Monday, April 6, 2015

Barren

It's easier to write on the good days.  On the not so good days, my mind is a little more fuzzy and the words don't come so easily.  I've been surprised over the last few weeks how quickly the days (or hours) can go from good to bad.  Easter is a time for celebration.  Not only celebrating what Jesus did for us and His amazing grace and love for us but celebrating the hope of eternity.  How comforting it is to know that our pain is temporary and there will be a day where we will live without pain and heartache FOREVER.   I went to bed last night thanking God for that hope but this morning I was reminded that the pain and heartache is still here.  Although God is always with me to get me through it, the sadness hasn't been taken away yet. 

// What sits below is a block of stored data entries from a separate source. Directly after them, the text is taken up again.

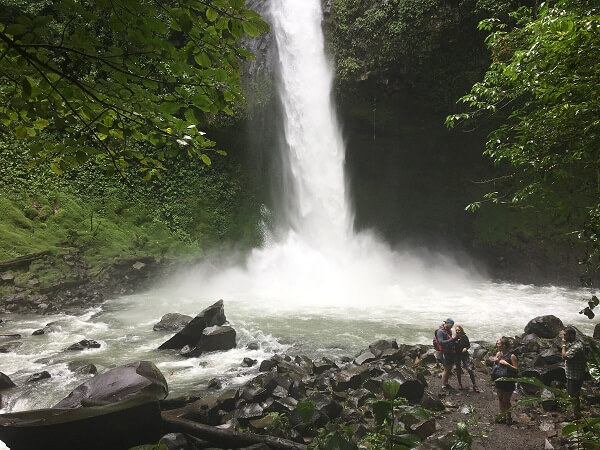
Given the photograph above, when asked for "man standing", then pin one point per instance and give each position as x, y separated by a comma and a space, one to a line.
446, 342
575, 366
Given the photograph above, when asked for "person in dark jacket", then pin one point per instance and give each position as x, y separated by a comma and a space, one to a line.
446, 341
504, 389
462, 357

Until recently, I never thought much of the term "barren" when referring to infertility.  We don't really use that term much any more but the Bible often refers to women as being barren.  What an appropriate word to use.  Being infertile feels barren.  Empty.  Deserted. Lifeless.  Incapable of producing life. A wasteland. 

I'm tired.  Tired of waiting.  Tired of the tears.  Tired of negative pregnancy tests. Tired of broken hope.  Tired of telling my husband he's not a dad this month. I'm so tired. Will it ever end?

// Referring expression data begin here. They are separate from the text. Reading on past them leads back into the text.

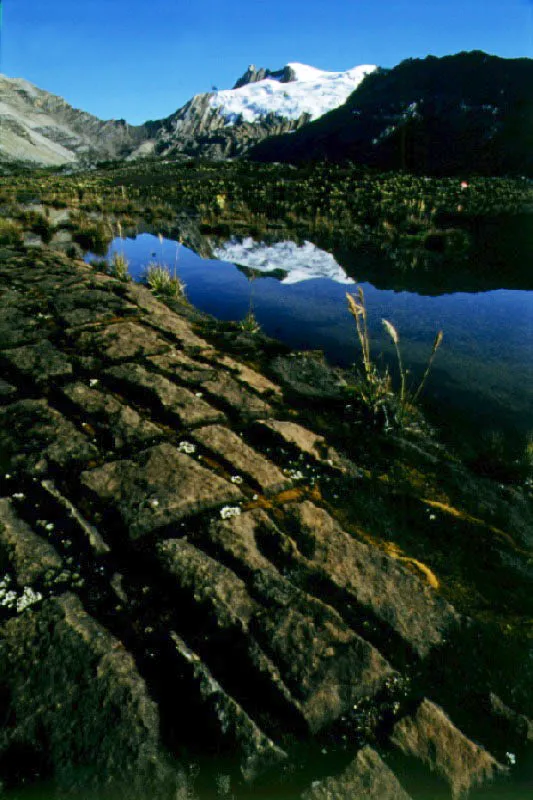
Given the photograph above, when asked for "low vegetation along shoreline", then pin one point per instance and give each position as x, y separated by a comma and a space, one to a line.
174, 489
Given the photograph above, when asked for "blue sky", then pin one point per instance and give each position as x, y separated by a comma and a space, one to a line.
142, 59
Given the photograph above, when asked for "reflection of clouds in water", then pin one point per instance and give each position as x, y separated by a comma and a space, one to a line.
299, 262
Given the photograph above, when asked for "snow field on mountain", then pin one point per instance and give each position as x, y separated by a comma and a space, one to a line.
314, 92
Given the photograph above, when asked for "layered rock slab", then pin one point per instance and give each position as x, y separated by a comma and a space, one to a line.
34, 436
223, 442
77, 702
28, 555
119, 421
323, 663
160, 487
431, 737
375, 580
186, 407
367, 777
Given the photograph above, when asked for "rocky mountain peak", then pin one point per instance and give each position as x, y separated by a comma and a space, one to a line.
254, 75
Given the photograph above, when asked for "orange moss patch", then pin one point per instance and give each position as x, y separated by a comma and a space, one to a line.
479, 523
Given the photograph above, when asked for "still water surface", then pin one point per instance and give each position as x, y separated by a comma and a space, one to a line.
482, 378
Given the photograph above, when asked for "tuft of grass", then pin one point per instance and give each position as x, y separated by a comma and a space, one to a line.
162, 283
250, 324
10, 233
375, 389
119, 267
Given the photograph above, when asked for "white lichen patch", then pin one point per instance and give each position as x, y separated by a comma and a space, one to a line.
186, 447
230, 511
14, 599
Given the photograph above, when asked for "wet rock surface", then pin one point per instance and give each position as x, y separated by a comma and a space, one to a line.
178, 589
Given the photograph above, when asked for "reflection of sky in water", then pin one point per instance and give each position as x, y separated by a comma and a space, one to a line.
484, 368
299, 262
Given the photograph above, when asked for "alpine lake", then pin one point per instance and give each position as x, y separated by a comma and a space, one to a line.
479, 393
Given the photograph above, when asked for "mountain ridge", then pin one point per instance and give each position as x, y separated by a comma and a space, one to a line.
465, 112
468, 112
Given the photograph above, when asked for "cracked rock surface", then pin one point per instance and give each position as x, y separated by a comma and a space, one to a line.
181, 613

"Come to me all who are weary and burdened and I will give you rest." Matthew 11:28

It's on these days that God reminds me I'm not alone. He is with me.  It's on these days where all I can do is allow Him to carry me through it. It's on these days where He draws me closer and urges me to keep my trust in Him.

So even though the pain is not gone and God has not taken away the thorn in my flesh, He promises to me as He did to the Apostle Paul, "My grace is sufficient for you, for my power is made perfect in weakness."

I will continue to cling to the hope that this pain is temporary and I will look forward to the day when Christ will make all things new.

Even on the hard days, I still serve a risen Savior.